Pelican: A Deep Residual Network for Network Intrusion Detection
This work addresses the challenge of reducing false alarms in network intrusion detection for improved security, representing an incremental improvement over existing ML-based methods.
The paper tackles the problem of high false alarm rates in machine learning-based network intrusion detection systems by proposing Pelican, a deep residual network, which achieves high attack detection performance with significantly lower false alarm rates on NSL-KDD and UNSW-NB15 datasets.

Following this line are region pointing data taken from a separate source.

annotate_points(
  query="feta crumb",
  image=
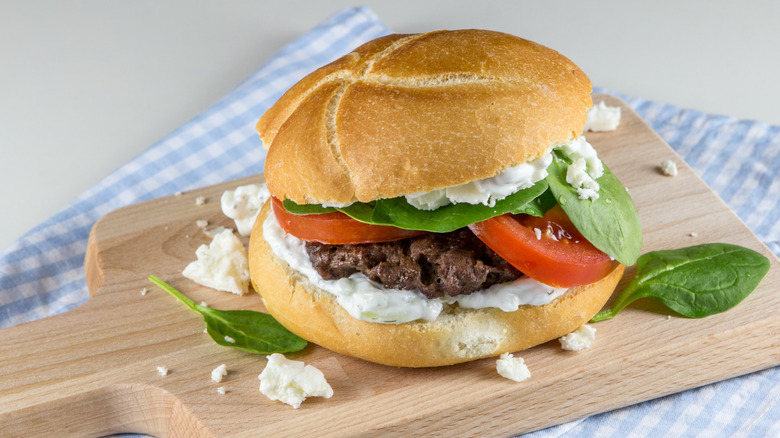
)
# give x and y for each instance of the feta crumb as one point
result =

One challenge for building a secure network communication environment is how to effectively detect and prevent malicious network behaviours. The abnormal network activities threaten users' privacy and potentially damage the function and infrastructure of the whole network. To address this problem, the network intrusion detection system (NIDS) has been used. By continuously monitoring network activities, the system can timely identify attacks and prompt counter-attack actions. NIDS has been evolving over years. The current-generation NIDS incorporates machine learning (ML) as the core technology in order to improve the detection performance on novel attacks. However, the high detection rate achieved by a traditional ML-based detection method is often accompanied by large false-alarms, which greatly affects its overall performance. In this paper, we propose a deep neural network, Pelican, that is built upon specially-designed residual blocks. We evaluated Pelican on two network traffic datasets, NSL-KDD and UNSW-NB15. Our experiments show that Pelican can achieve a high attack detection performance while keeping a much low false alarm rate when compared with a set of up-to-date machine learning based designs.